L'univers abrite un nombre vertigineux d'étoiles et de planètes. Mais on pense que la grande partie de l'univers est de la matière noire invisible. Crédit : Collaboration Illustris, CC BY-NC
Matière noire, par sa nature même, est invisible. On ne peut pas l'observer avec des télescopes, et les physiciens des particules n'ont pas non plus eu de chance de le détecter via des expériences.

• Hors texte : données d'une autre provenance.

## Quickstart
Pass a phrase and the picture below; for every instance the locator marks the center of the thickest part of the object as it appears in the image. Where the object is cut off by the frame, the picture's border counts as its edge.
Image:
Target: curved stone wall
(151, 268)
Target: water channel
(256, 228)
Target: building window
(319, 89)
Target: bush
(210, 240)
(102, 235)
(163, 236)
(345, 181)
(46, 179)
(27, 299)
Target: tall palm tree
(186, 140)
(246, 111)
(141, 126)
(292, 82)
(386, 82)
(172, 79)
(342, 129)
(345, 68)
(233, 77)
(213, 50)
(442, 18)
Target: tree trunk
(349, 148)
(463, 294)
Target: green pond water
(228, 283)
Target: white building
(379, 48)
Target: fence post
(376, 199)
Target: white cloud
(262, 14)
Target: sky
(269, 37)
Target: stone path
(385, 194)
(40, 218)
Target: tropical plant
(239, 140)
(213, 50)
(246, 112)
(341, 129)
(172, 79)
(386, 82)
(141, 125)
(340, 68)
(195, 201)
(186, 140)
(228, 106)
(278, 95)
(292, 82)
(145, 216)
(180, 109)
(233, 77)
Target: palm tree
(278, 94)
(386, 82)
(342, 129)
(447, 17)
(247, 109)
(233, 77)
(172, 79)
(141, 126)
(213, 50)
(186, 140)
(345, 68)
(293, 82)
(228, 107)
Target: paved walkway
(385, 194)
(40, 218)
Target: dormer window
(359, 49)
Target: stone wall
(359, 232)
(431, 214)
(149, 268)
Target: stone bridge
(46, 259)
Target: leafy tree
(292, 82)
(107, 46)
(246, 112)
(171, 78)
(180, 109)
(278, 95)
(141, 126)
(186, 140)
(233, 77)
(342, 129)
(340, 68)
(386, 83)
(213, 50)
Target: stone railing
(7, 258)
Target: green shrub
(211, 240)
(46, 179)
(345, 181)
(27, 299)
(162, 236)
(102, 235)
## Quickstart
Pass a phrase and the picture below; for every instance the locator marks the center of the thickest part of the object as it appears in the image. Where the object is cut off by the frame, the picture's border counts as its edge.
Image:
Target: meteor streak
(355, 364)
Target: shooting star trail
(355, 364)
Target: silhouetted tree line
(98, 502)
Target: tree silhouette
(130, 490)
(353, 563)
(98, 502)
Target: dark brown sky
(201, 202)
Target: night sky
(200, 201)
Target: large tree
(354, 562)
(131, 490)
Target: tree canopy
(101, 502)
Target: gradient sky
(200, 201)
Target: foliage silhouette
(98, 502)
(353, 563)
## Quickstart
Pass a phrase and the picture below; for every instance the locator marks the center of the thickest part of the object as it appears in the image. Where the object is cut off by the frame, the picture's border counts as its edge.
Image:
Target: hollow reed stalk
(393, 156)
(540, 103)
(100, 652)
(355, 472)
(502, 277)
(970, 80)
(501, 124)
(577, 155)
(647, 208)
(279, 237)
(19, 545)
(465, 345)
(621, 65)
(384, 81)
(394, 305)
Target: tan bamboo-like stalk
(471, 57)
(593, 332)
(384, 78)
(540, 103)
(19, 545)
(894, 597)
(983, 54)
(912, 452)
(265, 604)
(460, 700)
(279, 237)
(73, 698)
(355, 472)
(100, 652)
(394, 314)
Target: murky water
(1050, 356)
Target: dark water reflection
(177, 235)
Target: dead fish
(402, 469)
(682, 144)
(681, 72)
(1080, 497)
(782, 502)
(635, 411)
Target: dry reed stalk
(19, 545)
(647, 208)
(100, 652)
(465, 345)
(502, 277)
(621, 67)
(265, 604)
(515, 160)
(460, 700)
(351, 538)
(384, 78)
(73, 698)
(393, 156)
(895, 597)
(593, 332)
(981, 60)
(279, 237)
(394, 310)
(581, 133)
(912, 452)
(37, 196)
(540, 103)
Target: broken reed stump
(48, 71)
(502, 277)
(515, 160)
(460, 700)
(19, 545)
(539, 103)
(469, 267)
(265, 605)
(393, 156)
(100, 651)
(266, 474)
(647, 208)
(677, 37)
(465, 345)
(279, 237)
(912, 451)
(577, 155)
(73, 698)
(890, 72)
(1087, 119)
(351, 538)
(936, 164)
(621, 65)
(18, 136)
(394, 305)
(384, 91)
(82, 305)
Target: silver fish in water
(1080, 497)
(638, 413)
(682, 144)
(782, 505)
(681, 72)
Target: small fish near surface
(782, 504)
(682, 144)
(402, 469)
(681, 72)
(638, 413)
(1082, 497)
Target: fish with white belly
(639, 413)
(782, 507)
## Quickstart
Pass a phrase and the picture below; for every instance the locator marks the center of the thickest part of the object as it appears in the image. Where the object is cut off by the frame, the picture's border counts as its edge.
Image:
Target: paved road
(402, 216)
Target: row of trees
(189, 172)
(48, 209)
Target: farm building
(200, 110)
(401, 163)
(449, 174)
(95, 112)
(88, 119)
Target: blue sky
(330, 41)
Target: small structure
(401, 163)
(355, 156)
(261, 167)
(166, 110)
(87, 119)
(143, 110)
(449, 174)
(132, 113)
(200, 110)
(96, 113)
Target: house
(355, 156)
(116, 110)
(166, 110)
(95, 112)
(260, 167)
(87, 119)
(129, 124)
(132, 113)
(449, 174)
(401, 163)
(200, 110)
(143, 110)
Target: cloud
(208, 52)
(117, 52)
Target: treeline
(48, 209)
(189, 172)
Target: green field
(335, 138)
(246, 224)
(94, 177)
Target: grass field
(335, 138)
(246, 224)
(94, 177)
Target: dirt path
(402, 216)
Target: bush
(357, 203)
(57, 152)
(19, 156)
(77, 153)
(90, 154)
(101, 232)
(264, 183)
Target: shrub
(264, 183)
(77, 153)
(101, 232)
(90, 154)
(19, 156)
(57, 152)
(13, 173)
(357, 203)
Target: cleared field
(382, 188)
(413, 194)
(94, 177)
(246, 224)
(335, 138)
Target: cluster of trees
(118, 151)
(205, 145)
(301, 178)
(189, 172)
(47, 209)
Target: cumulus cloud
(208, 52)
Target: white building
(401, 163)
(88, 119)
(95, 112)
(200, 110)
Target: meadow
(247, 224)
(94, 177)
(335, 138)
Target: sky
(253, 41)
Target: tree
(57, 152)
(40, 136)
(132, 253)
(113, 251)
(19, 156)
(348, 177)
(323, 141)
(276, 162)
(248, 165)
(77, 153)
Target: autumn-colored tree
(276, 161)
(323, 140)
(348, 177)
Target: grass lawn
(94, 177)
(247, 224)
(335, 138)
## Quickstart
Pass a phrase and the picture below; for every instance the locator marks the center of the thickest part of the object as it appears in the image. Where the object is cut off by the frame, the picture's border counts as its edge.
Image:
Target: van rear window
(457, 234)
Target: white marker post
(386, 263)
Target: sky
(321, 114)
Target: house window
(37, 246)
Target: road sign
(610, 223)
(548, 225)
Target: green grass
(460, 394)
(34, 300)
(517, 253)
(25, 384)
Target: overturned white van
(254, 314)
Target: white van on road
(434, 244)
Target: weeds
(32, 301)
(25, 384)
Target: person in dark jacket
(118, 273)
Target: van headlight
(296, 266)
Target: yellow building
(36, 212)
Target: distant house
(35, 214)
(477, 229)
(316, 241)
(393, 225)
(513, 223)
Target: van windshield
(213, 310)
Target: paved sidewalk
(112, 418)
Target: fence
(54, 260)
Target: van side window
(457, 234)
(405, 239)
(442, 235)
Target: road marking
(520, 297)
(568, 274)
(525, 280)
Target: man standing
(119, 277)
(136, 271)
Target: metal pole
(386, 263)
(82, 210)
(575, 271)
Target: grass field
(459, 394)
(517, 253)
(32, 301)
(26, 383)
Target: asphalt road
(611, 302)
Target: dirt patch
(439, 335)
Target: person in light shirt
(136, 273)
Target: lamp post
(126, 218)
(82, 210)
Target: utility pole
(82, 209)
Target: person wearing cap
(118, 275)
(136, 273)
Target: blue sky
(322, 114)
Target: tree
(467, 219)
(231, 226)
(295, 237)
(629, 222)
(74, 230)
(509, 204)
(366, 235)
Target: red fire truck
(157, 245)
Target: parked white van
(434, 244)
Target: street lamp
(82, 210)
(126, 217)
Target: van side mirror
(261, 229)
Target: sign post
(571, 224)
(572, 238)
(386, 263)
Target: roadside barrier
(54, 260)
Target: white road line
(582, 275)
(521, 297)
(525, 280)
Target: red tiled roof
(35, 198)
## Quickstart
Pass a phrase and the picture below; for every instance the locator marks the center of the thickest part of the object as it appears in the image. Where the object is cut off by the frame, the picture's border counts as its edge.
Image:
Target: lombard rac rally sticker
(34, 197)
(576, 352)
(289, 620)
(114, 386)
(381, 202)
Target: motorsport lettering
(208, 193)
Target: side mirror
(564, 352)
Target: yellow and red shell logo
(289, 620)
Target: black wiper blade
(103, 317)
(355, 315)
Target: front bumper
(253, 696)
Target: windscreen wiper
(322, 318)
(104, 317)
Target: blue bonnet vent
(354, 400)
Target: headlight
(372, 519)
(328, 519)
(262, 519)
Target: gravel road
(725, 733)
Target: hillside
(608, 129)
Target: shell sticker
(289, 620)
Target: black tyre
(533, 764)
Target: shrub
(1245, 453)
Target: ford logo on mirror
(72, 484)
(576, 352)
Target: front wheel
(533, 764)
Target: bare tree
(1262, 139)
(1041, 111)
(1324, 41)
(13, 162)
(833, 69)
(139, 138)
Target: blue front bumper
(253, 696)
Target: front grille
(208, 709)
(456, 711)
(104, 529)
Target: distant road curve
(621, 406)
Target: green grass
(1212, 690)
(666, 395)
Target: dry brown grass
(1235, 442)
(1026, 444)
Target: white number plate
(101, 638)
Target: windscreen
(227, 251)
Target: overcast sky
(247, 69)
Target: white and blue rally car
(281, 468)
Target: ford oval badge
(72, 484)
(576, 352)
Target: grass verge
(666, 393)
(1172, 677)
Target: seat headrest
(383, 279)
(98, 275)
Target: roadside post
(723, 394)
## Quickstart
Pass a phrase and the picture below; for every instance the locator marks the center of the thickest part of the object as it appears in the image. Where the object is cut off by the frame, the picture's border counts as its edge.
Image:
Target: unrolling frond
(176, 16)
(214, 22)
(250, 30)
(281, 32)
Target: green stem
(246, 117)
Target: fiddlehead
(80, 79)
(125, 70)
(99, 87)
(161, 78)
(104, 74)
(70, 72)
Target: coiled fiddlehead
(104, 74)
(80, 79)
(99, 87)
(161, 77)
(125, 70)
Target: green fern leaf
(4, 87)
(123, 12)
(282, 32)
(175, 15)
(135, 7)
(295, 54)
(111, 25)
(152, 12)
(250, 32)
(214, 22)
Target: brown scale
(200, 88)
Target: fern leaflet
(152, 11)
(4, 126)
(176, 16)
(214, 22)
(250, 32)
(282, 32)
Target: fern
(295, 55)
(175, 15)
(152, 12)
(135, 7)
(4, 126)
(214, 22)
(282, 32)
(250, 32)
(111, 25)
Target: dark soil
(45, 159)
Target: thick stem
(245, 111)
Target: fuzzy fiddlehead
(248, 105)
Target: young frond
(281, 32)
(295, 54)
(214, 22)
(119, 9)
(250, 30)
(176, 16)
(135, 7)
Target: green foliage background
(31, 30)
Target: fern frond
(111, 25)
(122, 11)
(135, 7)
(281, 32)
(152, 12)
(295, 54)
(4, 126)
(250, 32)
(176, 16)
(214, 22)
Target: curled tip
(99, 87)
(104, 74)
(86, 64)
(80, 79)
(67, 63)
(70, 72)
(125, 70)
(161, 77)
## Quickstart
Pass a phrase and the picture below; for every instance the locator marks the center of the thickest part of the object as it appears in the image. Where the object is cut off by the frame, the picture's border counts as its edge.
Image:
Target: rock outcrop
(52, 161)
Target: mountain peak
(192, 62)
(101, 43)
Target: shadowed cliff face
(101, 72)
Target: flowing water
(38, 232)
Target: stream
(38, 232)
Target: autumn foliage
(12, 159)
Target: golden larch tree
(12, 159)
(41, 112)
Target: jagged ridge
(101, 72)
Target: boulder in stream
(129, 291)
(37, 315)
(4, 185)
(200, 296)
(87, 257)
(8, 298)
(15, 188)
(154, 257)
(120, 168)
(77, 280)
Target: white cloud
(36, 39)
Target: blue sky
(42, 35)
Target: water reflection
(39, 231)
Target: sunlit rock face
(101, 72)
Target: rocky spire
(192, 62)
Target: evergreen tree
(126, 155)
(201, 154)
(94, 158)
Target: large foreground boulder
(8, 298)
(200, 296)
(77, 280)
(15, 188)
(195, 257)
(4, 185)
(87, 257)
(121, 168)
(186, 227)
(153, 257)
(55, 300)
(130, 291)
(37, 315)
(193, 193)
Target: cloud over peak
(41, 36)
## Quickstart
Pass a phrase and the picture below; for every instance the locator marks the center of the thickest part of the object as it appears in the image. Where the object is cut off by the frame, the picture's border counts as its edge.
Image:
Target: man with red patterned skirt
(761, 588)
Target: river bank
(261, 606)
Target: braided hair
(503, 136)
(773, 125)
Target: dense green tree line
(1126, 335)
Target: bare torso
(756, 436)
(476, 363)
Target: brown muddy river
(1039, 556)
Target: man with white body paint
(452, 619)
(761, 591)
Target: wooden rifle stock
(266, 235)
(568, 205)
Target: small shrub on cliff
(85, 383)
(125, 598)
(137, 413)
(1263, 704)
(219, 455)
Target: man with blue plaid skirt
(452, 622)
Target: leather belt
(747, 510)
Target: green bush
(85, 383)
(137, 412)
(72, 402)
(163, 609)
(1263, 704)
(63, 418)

Alors pourquoi moi et des milliers de mes collègues pensons que la majeure partie de la masse de l'univers est composée de matière noire, plutôt que la matière conventionnelle qui comprend les étoiles, planètes, et tous les autres objets visibles dans nos cieux ?
Pour répondre à cette question, vous devez comprendre ce que la matière noire peut et ne peut pas faire, comprendre où dans l'univers il se cache, et réalisez que "sombre" n'est que le début du puzzle.
Influence invisible
Notre histoire de matière noire commence par la vitesse et la gravité. Dans tout le cosmos, nous voyons des objets se déplacer sur des orbites sous l'influence de la gravité. Tout comme la Terre tourne autour du Soleil, le Soleil tourne autour du centre de notre galaxie.
La vitesse requise pour maintenir un corps céleste en orbite est fonction de la masse et de la distance. Par exemple, dans notre système solaire, La Terre se déplace à 30 km par seconde, alors que les planètes les plus lointaines traînent à plusieurs kilomètres par seconde.
Notre galaxie est incroyablement massive, donc le Soleil orbite à 230 km par seconde alors qu'il a 26 ans, 700 années-lumière du centre de notre galaxie. Cependant, à mesure que nous nous éloignons du centre de la galaxie, les vitesses orbitales des étoiles restent à peu près constantes. Pourquoi?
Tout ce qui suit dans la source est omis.